Wash, rinse, repeat.
But how will that that notoriety affect the Lakers, who drafted LaVar’s son, Lonzo Ball?
Lakers president Magic Johnson, via Ramona Shelburne of ESPN:
“He just said it’s marketing,” Johnson says. “That’s what he had to do to market not only his son but the brand. Before I met him I had already thought that. I already knew what he was doing.”
But hearing it straight from LaVar’s mouth helped put Johnson and Pelinka at ease.
As Johnson recalls, “He said, ‘Earvin, look, I’m not following my son. I’m not going to be hanging out in L.A. I’m going to be training these young kids [his other sons].'”
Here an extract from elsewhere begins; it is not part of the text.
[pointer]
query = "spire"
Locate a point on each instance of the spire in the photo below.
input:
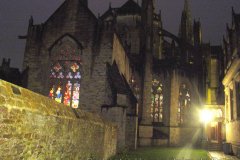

“‘As far as training my boy, this is as far as I can take him,'” LaVar says he told Johnson. “‘I’ll leave it up to you to take him further. You can get him better with the film time and the coaching. You can take him to another level.'”
“I trust you with my boy. I just got a great feeling that you guys are going to take Zo to a whole other level.'”
Steve Alford also said LaVar never meddled while Lonzo was at UCLA. But Alford is also (implicitly or explicitly) recruiting LaVar’s other sons, LiAngelo and LaMelo. So, Alford has incentive to side with LaVar.
Former Chino Hills coach Stephan Gilling tells a far different story about LaVar’s involvement.
Of course, the Lakers aren’t Chino Hills. And even if LaVar tries to intercede on behalf of his son, he wouldn’t be the first father of an NBA player to do so. He’d just be the most public. Well-run NBA teams are equipped to handle stuff like that.
Still, even if LaVar keeps his distance and just talks into microphones far from the Lakers’ facility, not everyone will be as accepting of his marketing scheme. LaVar’s words can put a target on Lonzo from opponents and teammates.
LaVar isn’t the bogeyman some make him out to be, but this won’t necessarily be simple for the Lakers.